R4 finds composting could save $10,000 for Concordia University

A waste audit of the Loyola cafeteria shows more than 80 per cent of the garbage could be either recycled or composted.

“In one week they throw out more than 250 garbage bags. And that’s just from one cafeteria,” said Chantal Beaudoin. She is the R4 environmental coordinator and one of the main organizers behind last week’s audit.

The R4 is a working group within Sustainable Concordia concerned with the four R’s – rethink, reduce, reuse and recycle. The 250 garbage bags amount to nearly 850 kgs of trash. Each of the garbage bags were emptied onto a table and sorted into 11 categories ranging from metal to garbage to raw fruits and vegetables. With the help of volunteers, R4 sorted through all of it to find out how much could be either recycled or composted, and how much had to go directly to the dumps.

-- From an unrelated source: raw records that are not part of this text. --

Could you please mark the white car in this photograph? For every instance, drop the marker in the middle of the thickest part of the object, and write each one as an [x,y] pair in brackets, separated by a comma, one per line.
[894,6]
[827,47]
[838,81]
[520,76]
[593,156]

They found that only 17 per cent of the waste was pure garbage, that 57 per cent was biodegradable (thus possible to compost), and that 26 per cent could have been recycled. Beaudoin said she thought the results were “pretty astounding,” although they had expected to find a large margin of improvement.

The R4 group’s main goal is to put in place a composting system for the university so that much of the waste Concordia now pays to dispose of can instead be transformed into fertile soil on campus. “It takes a little more effort,” Beaudoin said about their composting project. “But in the end Concordia saves.” According to R4’s business plan, the university could save around $4000 a year from on-campus composting. In addition an estimated $10,000 could be used to hire a private contractor to compost more “difficult” waste such as cooked and soiled food instead of sending it to a landfill.

Last year the group did a waste audit of general garbage from both campuses and found that about half the trash could have been either recycled or composted. Beaudoin said this year’s audit would give them a better prediction of how much they can expect to compost once their system is in place, but that the most immediate effect will be on the cafeteria’s recycling system.

“Why is [the cafeteria staff] putting the cardboard boxes in garbage bags?” she asked rhetorically and answered, “because we haven’t given them the infrastructure to recycle.”